Dashboard real-time tick streaming - three layers that all must work for "live"

Dashboard real-time tick streaming - three layers

A truly live trading dashboard (open positions panel reflecting broker within ≤ 1s) requires three independent layers to all work correctly. Failure of any one drops the system to “snapshot polling” mode where the operator can’t trust what they see.

The three layers

Layer 1 - IBKR tick subscription

ib.qualifyContractsAsync(contract)        # contract.conId must be set
  → ib.reqMktData(contract, '', False, False)  # keepUpToDate=True semantics
    → ib.pendingTickersEvent fires on every tick
      → ticker.bid / ticker.ask / ticker.last populate

Failure modes:

• Contract not qualified before subscription → conId == 0 → callbacks never fire → bid/ask stay at NaN forever → silently degraded.
• Multiple subscriptions on same clientId competing → some return data, some don’t, no error visible.
• ib_async’s default Ticker initial state is NaN; tick callbacks may take seconds to land for low-volume contracts → premature read sees NaN, reports snapshot_fallback.
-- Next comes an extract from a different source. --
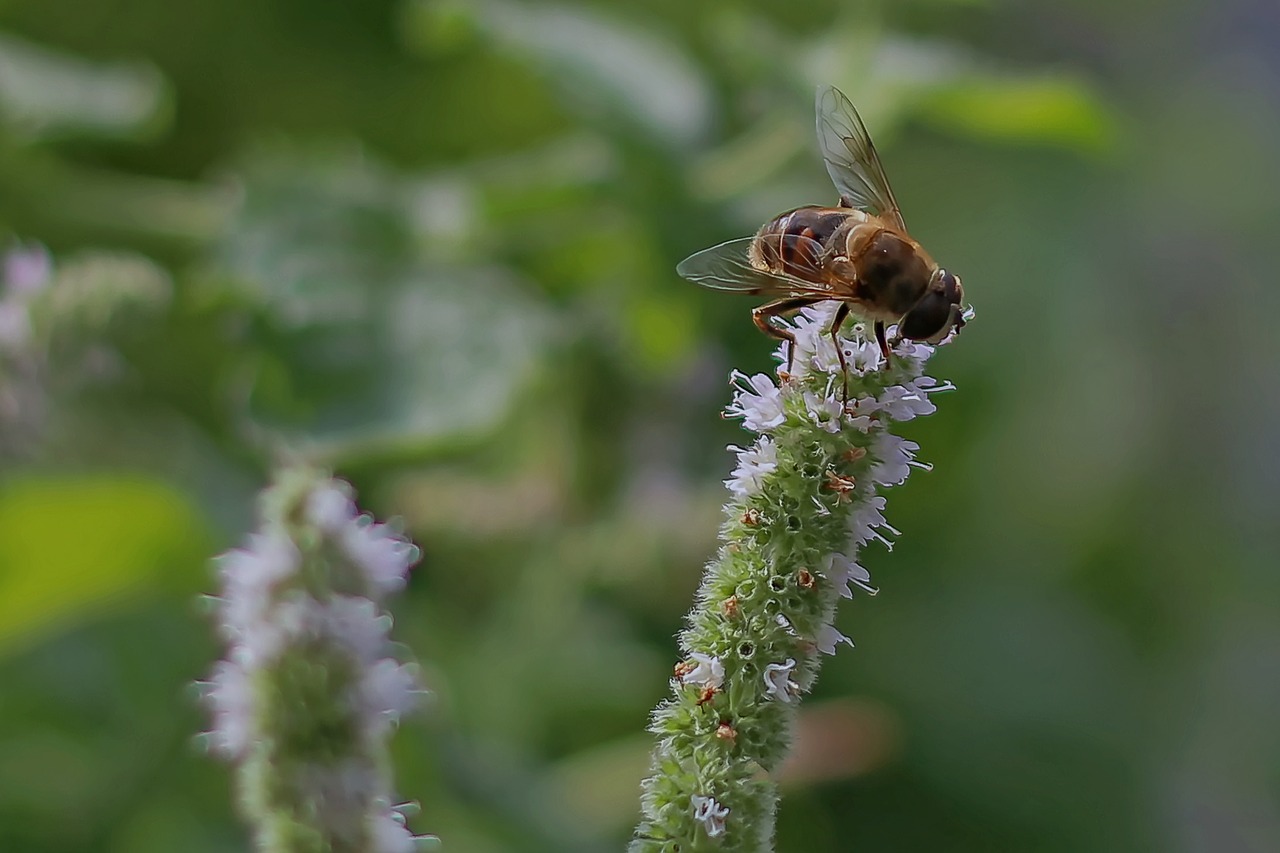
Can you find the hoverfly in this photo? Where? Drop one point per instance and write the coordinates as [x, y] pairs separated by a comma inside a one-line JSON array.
[[858, 254]]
Validation: direct test from a fresh clientId - bid > 0 AND ask > 0 within 5s on a liquid 0DTE option.

Layer 2 - Backend SSE serialization

ticker_map[conid] = {bid, ask, last, mid, last_tick_ts}
  → build SSE payload
    → json.dumps(payload, allow_nan=False)  # NaN/inf → null
      → write to /api/positions/stream

Failure modes:

• json.dumps default allow_nan=True emits bare NaN literals. JSON.parse in browser rejects → entire SSE event dropped silently.
• Float NaN comparison gotchas leak into upstream payload (e.g., pnl = (current - entry) * qty where current = NaN → pnl = NaN).
• Cache TTL > 1s means SSE pushes the same stale value repeatedly - the stream is alive, the data is dead.

Validation: curl /api/positions/stream | python -c 'json.loads(...)' must NEVER raise, and 'NaN' not in raw must be true.

Layer 3 - Frontend DOM diff and reconciliation

EventSource('/api/positions/stream').onmessage = (evt) => {
  d = JSON.parse(evt.data)
  applyPositionUpdates(d.positions)  # must replaceChildren on empty
}

Failure modes:

• Empty positions: [] taken as no-op rather than authoritative empty. Stale cards never clear.
• Competing data sources (WS path + SSE path) where one overwrites the other with stale snapshots.
• Frontend computes P&L from cached entry × current instead of using backend-provided pnl_dollars → sign/color bugs on shorts.

Validation: open/close a paper position 3 times; card must appear in ≤ 2s of fill and disappear in ≤ 2s of close, no ghost cards.

The trap: each layer can silently fall back

If Layer 1 returns NaN, Layer 2 sees NaN, falls back to ib.positions().marketPrice polling, and stamps the SSE payload with tick_source: 'snapshot_fallback'. The system keeps “working” but with 1-5 second update latency instead of <1s. Visually, the operator sees a yellow badge instead of green - easy to miss in the middle of a trade.

The fallback is a feature (honest degradation > silent stale data), but it means EVERY shipped fix must be validated end-to-end with all three layers, not just at one layer.

How to test all three layers

Mocked unit tests cover Layer 2 and Layer 3 in isolation. They cannot test Layer 1. A real-broker integration harness is required:

1. Open a 1-contract paper position on a liquid ATM call.
2. Within 5s, GET /api/positions/stream and assert:
   • tick_source == 'stream' (Layer 1 healthy)
   • bid > 0 AND ask > 0 and NOT null/NaN (Layer 1+2 healthy)
   • market_price within $0.10 of live broker mid (cross-validates Layer 1 against the real Gateway)
3. Wait 10s, GET again, assert market_price has changed at least once (proves tick stream, not constant fallback).
4. Frontend DOM check via browser snapshot or gstack /qa: card renders with all fields populated and updates visibly.
5. Cut the position. Card clears within 2s.

If any of these fails, the dashboard is not real-time - it’s snapshot-polling dressed in SSE clothing.

The MK3 alternative

This three-layer fragility is inherent to a polling/cache architecture retrofitted to look event-driven. MK3 on Nautilus Trader has event-driven streaming as a framework primitive - message-bus subscribers receive tick events directly, no polling, no cache TTL, no fallback mode. The MK3 dashboard piggybacks on the same message bus the engine reads from, so by construction the dashboard sees the same tick the engine sees, at the same time.

For MK2, the right answer is to make Layer 1 reliable, sanitize Layer 2 aggressively, and DOM-diff Layer 3 correctly - and to validate all three via a real-broker harness on every ship.